The MEM_LIMIT query option defines the maximum amount of memory a query can allocate on
each node. The total memory that can be used by a query is the MEM_LIMIT
times the number of nodes.
There are two levels of memory limit for Impala. The
‑‑mem_limit
startup option sets an overall limit for the
impalad process (which handles multiple queries concurrently).
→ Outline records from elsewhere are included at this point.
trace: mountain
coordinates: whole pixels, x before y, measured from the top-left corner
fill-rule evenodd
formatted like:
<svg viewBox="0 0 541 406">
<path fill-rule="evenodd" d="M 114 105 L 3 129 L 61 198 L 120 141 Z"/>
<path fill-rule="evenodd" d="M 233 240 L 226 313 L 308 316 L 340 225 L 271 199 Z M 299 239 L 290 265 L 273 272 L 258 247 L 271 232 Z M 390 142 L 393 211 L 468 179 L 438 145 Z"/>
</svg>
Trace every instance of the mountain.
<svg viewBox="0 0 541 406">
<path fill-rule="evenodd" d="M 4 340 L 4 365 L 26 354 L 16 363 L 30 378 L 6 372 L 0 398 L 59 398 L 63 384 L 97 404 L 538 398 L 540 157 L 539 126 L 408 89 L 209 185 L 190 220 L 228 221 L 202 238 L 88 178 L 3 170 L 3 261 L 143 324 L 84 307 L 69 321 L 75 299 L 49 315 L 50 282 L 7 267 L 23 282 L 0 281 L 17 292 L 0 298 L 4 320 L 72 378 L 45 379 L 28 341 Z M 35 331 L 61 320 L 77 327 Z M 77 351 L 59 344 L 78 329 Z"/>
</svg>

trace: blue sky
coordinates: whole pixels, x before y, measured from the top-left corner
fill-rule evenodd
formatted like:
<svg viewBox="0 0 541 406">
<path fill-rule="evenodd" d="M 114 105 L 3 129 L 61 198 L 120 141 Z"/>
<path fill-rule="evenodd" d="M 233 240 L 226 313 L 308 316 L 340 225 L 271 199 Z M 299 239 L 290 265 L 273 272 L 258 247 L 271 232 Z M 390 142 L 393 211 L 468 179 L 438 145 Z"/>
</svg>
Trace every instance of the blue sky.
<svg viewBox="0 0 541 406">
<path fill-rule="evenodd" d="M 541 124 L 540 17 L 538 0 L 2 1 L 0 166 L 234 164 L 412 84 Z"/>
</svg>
That
process memory limit can be expressed either as a percentage of RAM available to the
process such as ‑‑mem_limit=70%
or as a fixed amount of
memory, such as 100gb
. The memory available to the process is based on
the host's physical memory and, since Impala 3.2, memory limits from Linux Control Groups.
E.g. if an impalad process is running in a Docker container on a host
with 100GB of memory, the memory available is 100GB or the Docker container's memory
limit, whichever is less.
The MEM_LIMIT
query option, which you set through
impala-shell or the SET
statement in a JDBC or ODBC
application, applies to each individual query. The MEM_LIMIT
query option
is usually expressed as a fixed size such as 10gb
, and must always be
less than the impalad memory limit.
If query processing approaches the specified memory limit on any node, either the per-query limit or the impalad limit, then the SQL operations will start to reduce their memory consumption, for example by writing the temporary data to disk (known as spilling to disk). The result is a query that completes successfully, rather than failing with an out-of-memory error. The tradeoff is decreased performance due to the extra disk I/O to write the temporary data and read it back in. The slowdown could potentially be significant. Thus, while this feature improves reliability, you should optimize your queries, system parameters, and hardware configuration to make this spilling a rare occurrence.
Type: numeric
Units: A numeric argument represents memory size in bytes; you can also use a
suffix of m
or mb
for megabytes, or more commonly
g
or gb
for gigabytes. If you specify a value with
unrecognized formats, subsequent queries fail with an error.
Default: 0 (unlimited)
Usage notes:
The MEM_LIMIT
setting is primarily useful for production workloads.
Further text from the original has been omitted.